Gaza: A Genocidal Assault

What is genocide?

According to international law, genocide means ‘acts committed with intent to destroy, in whole or in part, a national, ethnical, racial or religious groups’. The term was coined by Raphael Lemkin, a Polish lawyer of Jewish descent who led the campaign to have genocide recognised as an international crime. According to Lemkin, a key component of genocide is ‘criminal intent to destroy or cripple permanently a human group.’ Victims are deliberately targeted not as individuals but because of their membership of a national, ethnic, racial or religious group. Acts of genocide Israel is perpetrating 3 of the 5 acts that fall under the legal definition of genocide in Gaza:

  • Killing members of the group
  • Causing serious bodily or mental harm to members of the group
  • Deliberately inflicting on the group conditions of life calculated to bring about its physical destruction in whole or in part

What’s happening in Gaza?

Since 2007, Israel has defined the Gaza Strip as a whole as an “enemy entity”. In 2012 a UN report warned that 2.3 million people in Gaza are subjected to Israel’s crippling blockade, which has been imposed for 16 years and the UN has called ‘collective punishment’.

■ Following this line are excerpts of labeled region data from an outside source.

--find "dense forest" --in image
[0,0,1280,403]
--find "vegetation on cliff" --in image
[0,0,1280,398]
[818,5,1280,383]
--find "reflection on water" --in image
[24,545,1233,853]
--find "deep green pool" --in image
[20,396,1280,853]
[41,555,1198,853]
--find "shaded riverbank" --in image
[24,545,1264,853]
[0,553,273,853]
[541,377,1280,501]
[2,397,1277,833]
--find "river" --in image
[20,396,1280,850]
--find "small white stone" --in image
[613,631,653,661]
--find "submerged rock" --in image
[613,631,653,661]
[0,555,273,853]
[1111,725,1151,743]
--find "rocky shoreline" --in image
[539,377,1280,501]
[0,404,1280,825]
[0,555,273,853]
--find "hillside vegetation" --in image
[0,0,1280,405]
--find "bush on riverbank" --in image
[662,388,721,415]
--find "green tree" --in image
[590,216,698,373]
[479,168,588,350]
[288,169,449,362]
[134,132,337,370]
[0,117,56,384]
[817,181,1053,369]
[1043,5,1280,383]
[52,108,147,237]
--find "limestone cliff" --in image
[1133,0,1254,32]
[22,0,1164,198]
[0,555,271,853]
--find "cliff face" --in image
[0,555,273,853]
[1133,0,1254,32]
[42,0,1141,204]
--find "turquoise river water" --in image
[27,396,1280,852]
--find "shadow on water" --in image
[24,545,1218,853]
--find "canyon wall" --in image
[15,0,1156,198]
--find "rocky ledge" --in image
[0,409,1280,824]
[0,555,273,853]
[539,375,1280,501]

Israel has unleashed a massive military assault, wiping out entire families, razing neighbourhoods and destroying essential infrastructure. As of 20 October, 3,785 Palestinians have been reported killed, including over 1,500 children, and 12,000 injured. Many more are reported to lie under the rubble.

On 13 October the Israeli military ordered 1.1 million Palestinians to evacuate from the north to the south. They have continued an indiscriminate bombing campaign across the Gaza Strip from the air, sea and ground, and there is nowhere safe for the population to go.

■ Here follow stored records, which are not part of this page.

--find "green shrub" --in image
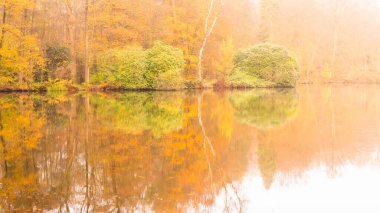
[229,44,299,87]
[92,48,148,89]
[91,42,185,89]
[144,42,185,89]
[46,79,69,93]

As of 18 October 2023, the World Health Organization (WHO) has documented 59 attacks on health care (including Al Ahli Hospital), resulting in 491 fatalities and 370 injuries, including health care workers. The attacks have affected 26 health care facilities, with 17 hospitals now damaged, and 23 ambulances. Four hospitals in northern Gaza have had to be evacuated and are no longer operational.

Intent

Prime Minister Benjamin Netanyahu vowed Gazans would pay an “immense price” and that Israel would turn parts of Gaza’s densely populated urban centres “into rubble”.

Israel’s President suggested the entire Palestinian population was a legitimate target: “it is an entire nation out that is responsible.”

Israel’s Defence Minister, Yoav Gallant, announced a ‘complete siege’ to stop electricity, food, water and fuel reaching Gaza’s population. He said: ‘We are fighting against human animals and we will act accordingly… Gaza won’t return to what it was before. We will eliminate everything.’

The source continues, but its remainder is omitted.